"If we could only hire more police." "We need more jails, and harsher sentences."
Are often the solutions recommended by the majority. And in heeding these superficial solutions, our nation has the highest rates of incarceration in the developed world.
In the meantime, with the lion's share of their budget dedicated to enforcement, neighborhoods like Belle Haven continue to be little war zones. For fiscal year 2012-2013, Menlo Park allocated 38% of its budget on police; double the 18% spent on community services. And by the latest wave of shootings, we still have to see some tangible progress.
No child is born into the world with a plan to become a gang member or intending to waste his life in any other way; whether it be by dropping out of school, being unable to hold a job, becoming addicted to alcohol and/or drugs, or committing crimes.
The seeds of social dysfunction are sown early in a child's life.
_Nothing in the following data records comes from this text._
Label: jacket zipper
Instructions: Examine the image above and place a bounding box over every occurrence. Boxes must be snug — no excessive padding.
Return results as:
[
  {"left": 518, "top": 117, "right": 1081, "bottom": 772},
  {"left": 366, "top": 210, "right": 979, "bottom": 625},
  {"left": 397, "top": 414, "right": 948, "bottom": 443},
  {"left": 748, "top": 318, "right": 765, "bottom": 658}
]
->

And just as science points out the reasons, that same science tells us what helps a child grow up to be a healthy adolescent and a functional, productive adult.
As naïve as I might sound, I am fully aware of how far our society is from approaching the reduction of crime with solutions that don't involve more spending on the never reachable goal of enough enforcement, and the always increasing rates of incarceration. I have gotten used to people looking at me as if I just landed from another planet when I talk about the need to invest more in families with babies and infants, if we are going to stop the madness.
The type of solutions I advocate for sound too farfetched in a political environment where people demand instant cures for old ailments, and where politicians promise more jails and longer sentences. Even as a new crop of transgressors is sure to replace those killed on our streets, and the ones put away forever in our prisons.